Even though type is omitted from the config, it is vital that we record it into state in the READ function, as the Backend API could set it to a default value. To illustrate the importance of capturing all state consider a configuration that interpolates the optional value into another resource:

resource "simple" "ex" {
   name = "example"
}

resource "another" "ex" {
  name = "${simple.ex.type}"
}

» Update state after modification

A provider's CREATE and UPDATE functions will create or modify resources on the remote API. APIs might perform things like provide default values for unspecified attributes (as described in the above example config/provider code), or normalize inputs (lower or upper casing all characters in a string). The end result is a Backend API containing modified versions of values that Terraform has in its state locally. Immediately after creation or updating of a resource, Terraform will have a stale state, which will result in a detected deviation on subsequent plan or applys, as Terraform refreshes its state and wants to reconcile the diff.

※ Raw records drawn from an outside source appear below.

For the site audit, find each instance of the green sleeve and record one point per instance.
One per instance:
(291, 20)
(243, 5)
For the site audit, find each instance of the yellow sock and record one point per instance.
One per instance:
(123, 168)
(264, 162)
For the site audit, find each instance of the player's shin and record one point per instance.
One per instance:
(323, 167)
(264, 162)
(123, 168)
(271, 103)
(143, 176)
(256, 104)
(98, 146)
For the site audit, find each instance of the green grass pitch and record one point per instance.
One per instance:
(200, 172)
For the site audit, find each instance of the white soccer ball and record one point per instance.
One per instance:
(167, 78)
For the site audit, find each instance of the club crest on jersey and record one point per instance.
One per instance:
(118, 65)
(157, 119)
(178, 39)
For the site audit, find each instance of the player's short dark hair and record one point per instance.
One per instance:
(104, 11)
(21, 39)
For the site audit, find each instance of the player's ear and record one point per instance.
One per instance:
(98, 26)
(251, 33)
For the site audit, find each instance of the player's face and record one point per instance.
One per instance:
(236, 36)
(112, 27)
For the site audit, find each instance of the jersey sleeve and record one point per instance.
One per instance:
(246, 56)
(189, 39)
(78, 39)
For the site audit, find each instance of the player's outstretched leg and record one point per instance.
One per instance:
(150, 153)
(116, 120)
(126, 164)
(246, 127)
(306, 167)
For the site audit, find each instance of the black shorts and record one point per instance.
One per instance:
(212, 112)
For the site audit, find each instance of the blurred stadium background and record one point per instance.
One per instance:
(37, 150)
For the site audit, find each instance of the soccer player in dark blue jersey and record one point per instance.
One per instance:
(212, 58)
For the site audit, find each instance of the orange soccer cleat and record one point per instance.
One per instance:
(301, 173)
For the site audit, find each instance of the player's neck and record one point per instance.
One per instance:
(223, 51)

Because of this, it is standard practice to call READ at the end of all modifications to synchronize immediately and avoid that diff.

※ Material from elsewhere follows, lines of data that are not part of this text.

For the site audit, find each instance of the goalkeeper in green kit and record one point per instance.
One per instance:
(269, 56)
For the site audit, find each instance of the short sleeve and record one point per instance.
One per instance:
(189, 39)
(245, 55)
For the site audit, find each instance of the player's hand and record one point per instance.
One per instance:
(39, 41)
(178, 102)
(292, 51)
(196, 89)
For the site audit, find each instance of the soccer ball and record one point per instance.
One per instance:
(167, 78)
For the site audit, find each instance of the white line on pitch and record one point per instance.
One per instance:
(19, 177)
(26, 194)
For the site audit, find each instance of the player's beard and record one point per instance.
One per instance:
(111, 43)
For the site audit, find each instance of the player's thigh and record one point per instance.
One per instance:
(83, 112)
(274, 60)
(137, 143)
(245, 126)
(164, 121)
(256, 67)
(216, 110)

func resourceExampleSimpleRead(d *schema.ResourceData, meta interface{}) error {
   client := meta.(*ProviderApi).client
   resource, _ := client.GetResource(d.Id())
   d.Set("name", resource.Name)
   d.Set("type", resource.Type)
   return nil
}

func resourceExampleSimpleCreate(d *schema.ResourceData, meta interface{}) error {
   client := meta.(*ProviderApi).client
   name := d.Get("name").(string)
   client.CreateResource(name)
   d.SetId(name)
   return resourceExampleSimpleRead(d, meta)
}

» Error checking aggregate types

Terraform schema is defined using primitive types and aggregate types. The preceding examples featured primitive types which don't require error checking. Aggregate types on the other hand, schema.TypeList, schema.TypeSet, and schema.TypeMap, are converted to key/value pairs when set into state. As a result the Set method must be error checked, otherwise Terraform will think it's operation was successful despite having broken state. The same can be said for error checking API responses.

# config.tf
resource "simple" "ex" {
   name = "example"
   type = "simple"
   tags = {
      name = "example"
   }
}
// resource_example_simple.go
package example

func resourceExampleSimple() *schema.Resource {
    return &schema.Resource{
        Read:   resourceExampleSimpleRead,
        Create: resourceExampleSimpleCreate,
        Schema: map[string]*schema.Schema{
            "name": {
                Type:     schema.TypeString,
                Required: true,
                ForceNew: true,
            },
            "type": {
                Type:     schema.TypeString,
                Optional: true,
            },
            "tags": {
                Type:     schema.TypeMap,
                Optional: true,
            },
        },
    }
}

func resourceExampleSimpleRead(d *schema.ResourceData, meta interface{}) error {
   client := meta.(*ProviderApi).client
   resource, err := client.GetResource(d.Id())
   if err != nil {
      return fmt.Errorf("error getting resource %s: %s", d.Id(), err)
   }
   d.Set("name", resource.Name)
   d.Set("type", resource.Type)
   if err := d.Set("tags", resource.TagMap); err != nil {
      return fmt.Errorf("error setting tags for resource %s: %s", d.Id(), err)
   }
   return nil
}

» Use Schema Helper methods

As mentioned, remote APIs can often perform mutations to the attributes of a resource outside of Terraform's control. Common examples include data containing uppercase letters and being normalized to lowercase, or complex defaults being set for unset attributes. These situations expectedly result in drift, but can be reconciled by using Terraform's schema functions, such as DiffSuppressFunc or DefaultFunc.